Bifurcan takes a different approach by separating these concerns. It provides the fundamental tools for parallelism—efficient splitting and merging—but leaves the execution model up to you.
The split()
Method
Every Bifurcan collection implements the split(k)
method. This method breaks the collection into approximately k
smaller, independent sub-collections.
import io.lacuna.bifurcan.IList;
import io.lacuna.bifurcan.List;
// Create a large list
IList<Long> largeList = List.from(1_000_000, i -> i);
// Split it into roughly 8 parts for processing
IList<? extends IList<Long>> parts = largeList.split(8);
System.out.println("Number of parts: " + parts.size());
Because of Bifurcan's underlying data structures (like Relaxed Radix Balanced Trees for List
), this operation is extremely fast, often near-constant time.
Processing and Merging
Once a collection is split, you can process each part in parallel using any execution framework you choose (e.g., java.util.concurrent.ExecutorService
, Project Loom virtual threads, etc.).
After processing, the results can be efficiently recombined using methods like:
concat(IList)
for listsmerge(IMap, mergeFn)
,union(IMap)
,intersection(IMap)
, anddifference(IMap)
for mapsunion(ISet)
,intersection(ISet)
, anddifference(ISet)
for sets
Example Workflow
Here is a conceptual example of a parallel map-reduce operation using Bifurcan's tools:
import io.lacuna.bifurcan.*;
import java.util.concurrent.*;
import java.util.stream.Collectors;
// 1. Create a large data set
IMap<String, Long> data = new Map<String, Long>().linear();
for (long i = 0; i < 1_000_000; i++) {
data.put("key_" + i, i);
}
data = data.forked();
// 2. Split the data for parallel processing
IList<? extends IMap<String, Long>> parts = data.split(8);
ExecutorService executor = Executors.newFixedThreadPool(8);
// 3. Process each part in parallel (e.g., sum the values)

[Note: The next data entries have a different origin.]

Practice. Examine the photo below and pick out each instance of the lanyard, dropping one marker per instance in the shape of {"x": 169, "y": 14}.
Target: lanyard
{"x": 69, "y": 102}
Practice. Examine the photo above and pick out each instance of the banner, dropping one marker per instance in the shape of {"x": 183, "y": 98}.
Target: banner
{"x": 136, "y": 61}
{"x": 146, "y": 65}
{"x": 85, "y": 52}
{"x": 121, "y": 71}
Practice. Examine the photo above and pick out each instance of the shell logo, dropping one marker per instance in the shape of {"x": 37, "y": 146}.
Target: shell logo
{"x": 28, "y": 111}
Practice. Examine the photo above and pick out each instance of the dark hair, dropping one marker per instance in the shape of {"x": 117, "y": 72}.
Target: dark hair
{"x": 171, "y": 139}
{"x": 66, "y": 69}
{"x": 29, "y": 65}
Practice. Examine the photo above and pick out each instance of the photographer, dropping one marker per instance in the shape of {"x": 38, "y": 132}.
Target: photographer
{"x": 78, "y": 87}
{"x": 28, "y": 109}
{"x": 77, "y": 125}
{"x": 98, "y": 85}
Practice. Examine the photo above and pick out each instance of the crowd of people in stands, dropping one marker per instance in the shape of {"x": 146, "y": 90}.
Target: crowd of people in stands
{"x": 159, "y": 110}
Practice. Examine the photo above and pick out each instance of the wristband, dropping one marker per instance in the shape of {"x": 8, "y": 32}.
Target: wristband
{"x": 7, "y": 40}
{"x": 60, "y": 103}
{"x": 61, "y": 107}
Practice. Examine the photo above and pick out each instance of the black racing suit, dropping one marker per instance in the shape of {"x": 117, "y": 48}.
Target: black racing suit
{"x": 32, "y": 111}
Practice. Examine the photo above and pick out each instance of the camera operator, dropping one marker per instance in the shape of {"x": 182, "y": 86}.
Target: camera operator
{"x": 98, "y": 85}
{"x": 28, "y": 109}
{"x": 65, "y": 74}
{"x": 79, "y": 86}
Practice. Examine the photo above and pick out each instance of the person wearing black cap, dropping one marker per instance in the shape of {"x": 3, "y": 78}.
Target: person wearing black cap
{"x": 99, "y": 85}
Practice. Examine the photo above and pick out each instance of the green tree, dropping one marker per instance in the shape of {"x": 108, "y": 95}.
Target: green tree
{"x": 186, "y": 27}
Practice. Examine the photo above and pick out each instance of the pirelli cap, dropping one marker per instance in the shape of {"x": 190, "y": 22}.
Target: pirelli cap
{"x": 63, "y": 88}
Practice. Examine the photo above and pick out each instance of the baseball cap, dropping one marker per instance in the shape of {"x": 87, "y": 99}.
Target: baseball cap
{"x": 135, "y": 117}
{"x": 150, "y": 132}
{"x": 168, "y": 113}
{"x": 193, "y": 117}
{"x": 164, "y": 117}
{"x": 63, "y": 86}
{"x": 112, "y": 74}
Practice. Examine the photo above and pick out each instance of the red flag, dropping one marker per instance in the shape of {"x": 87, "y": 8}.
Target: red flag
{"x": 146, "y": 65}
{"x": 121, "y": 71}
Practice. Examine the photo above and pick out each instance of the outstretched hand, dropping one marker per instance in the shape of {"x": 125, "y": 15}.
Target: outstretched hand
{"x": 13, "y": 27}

Callable<Long> processPart = (IMap<String, Long> part) -> {
return part.values().stream().reduce(0L, Long::sum);
};
List<Future<Long>> futures = parts.stream()
.map(part -> executor.submit(() -> processPart.call(part)))
.collect(Collectors.toList());
// 4. Merge the results
long totalSum = 0;
for (Future<Long> future : futures) {
totalSum += future.get();
}
executor.shutdown();
By providing efficient, fundamental operations for partitioning and recombination, Bifurcan gives you the flexibility to build complex parallel workflows without being tied to a specific execution model.